The first appeal, which pertained to a project at 425 S. Union Avenue in Westlake, sought to overturn entitlements secured by applicant and architect B. Raeen Construction, Inc. for the construction of a new six-story building which would feature 38 studio, one-, and two-bedroom apartments - including four extremely low-income affordable units - above subterranean parking for 20 vehicles.

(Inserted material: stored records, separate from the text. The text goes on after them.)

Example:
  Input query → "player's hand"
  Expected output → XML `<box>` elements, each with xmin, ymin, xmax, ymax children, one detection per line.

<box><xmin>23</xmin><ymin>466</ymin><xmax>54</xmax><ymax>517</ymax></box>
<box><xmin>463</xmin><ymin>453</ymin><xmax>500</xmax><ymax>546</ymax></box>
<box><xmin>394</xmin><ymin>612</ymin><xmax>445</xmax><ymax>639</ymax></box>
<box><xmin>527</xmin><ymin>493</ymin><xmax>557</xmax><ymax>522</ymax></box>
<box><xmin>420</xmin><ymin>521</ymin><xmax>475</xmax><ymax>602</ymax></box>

As when the project appeared before the City Planning Commission in November 2022, it was faced with an appeal from Christi and Brandi Garris, a neighboring property owner, who argued that the project would displace residents and not offer enough housing to meet the needs of the surrounding community. Her opposition was joined by a separate appeal by the Coalition for an Equitable Westlake MacArthur Park, which argued that the project should be subject to further scrutiny and study under the California Environmental Quality Act.
The appellants also raised a peculiar objection to the project, arguing that excavation for the new apartment complex would pose a safety hazard based on an easement on the site which was intended to accommodate a tunnel for the Pacific Electric Railway. However, city staff were unable to find any evidence that said tunnel was ever built, according to the staff report.
A staff response recommended rejection of both appeals, citing a lack of evidence to support the claims of the appellants.
The second project to face appeal, proposed by Jamison Services, Inc., would rise from a currently vacant property located at 975 S. Manhattan Place in Koreatown.
Plans approved for the site in 2022 permit the construction of a seven-story building featuring 120 studio, one-, and two-bedroom apartments above 127 parking stalls located at grade and in two subterranean levels. Jamison would be required to set aside 12 of the apartments for rent as extremely low-income affordable housing.
The appeal, filed by an affiliate of Laborers International Union of North America Local 270 known as SAFER, objected to the approval of a Class 32 Categorical Exemption to CEQA granted to the project. Echoing comments previously given to the City Planning Commission, SAFER argued that the project may be home to endangered species and toxic substances, and should be subject to further study.
As with the earlier appeal, a staff report recommended rejection.